Amanda Knox Case Strains Sister City Bond Between Seattle and Perugia

Amanda Knox Case Strains Sister City Bond Between Seattle and Perugia
Amanda Knox prepares to leave the set following a television interview in N.Y., on Jan. 31, 2014. (Mark Lennihan/Photo via AP)
Zachary Stieber
3/10/2014
Updated:
7/18/2015

Seattle and Perugia, Italy are sister cities, and the relationship was strained by the Amanda Knox case.

The relationship doesn’t include specific rules and is meant to foster cultural exchange and lifelong personal connections. 

“There’s no official handbook, and if there were, it likely would contain little advice about what to do when it all goes terribly wrong,” reports the Seattle Times. “Like when high authorities in your sister city of Perugia, in Italy’s Umbria region, brand one of Seattle’s daughters — a hapless exchange student — as a satanic, sex-obsessed ;she-devil' who helped slaughter her own roommate, apparently just for fun.”

Knox’s guilty verdict was upheld earlier this year by the Italian Supreme Court after it was previously shot down by a lower court.

Knox remains in the United States and it’s unclear whether Italy will request or has requested extradition. 

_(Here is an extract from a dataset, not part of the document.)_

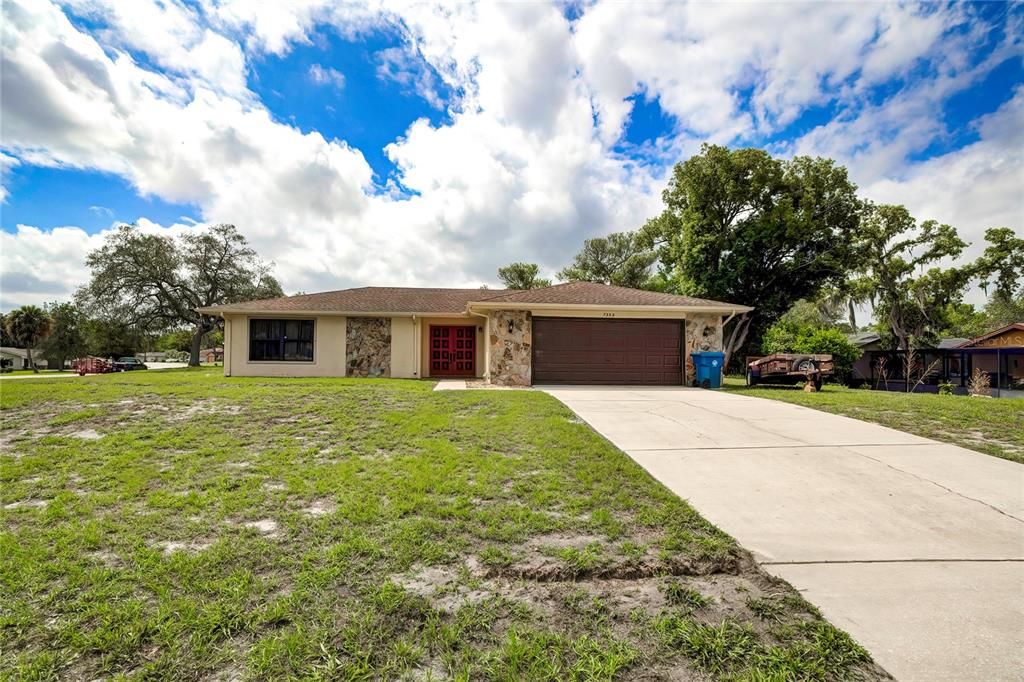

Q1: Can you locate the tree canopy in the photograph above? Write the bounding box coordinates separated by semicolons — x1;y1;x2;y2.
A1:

She and two co-defendants killed student Meredith Kercher in 2007, the court decided. 

Mike James, a retired KING-TV anchorman, was in charge of the relationship between Seattle and Perugia while the trial was going on.

“It’s been a bit of a shadow,” he said. 

“It was more than just juggling friendships,” he said. “It was trying to keep the friendship going — separating the trial from the friendship.”

One of the things the association did was work with the Italian city on diffusing tensions between the Italians and Americans over the case, as well as assisting Knox’s family during its long stays in Italy during the process.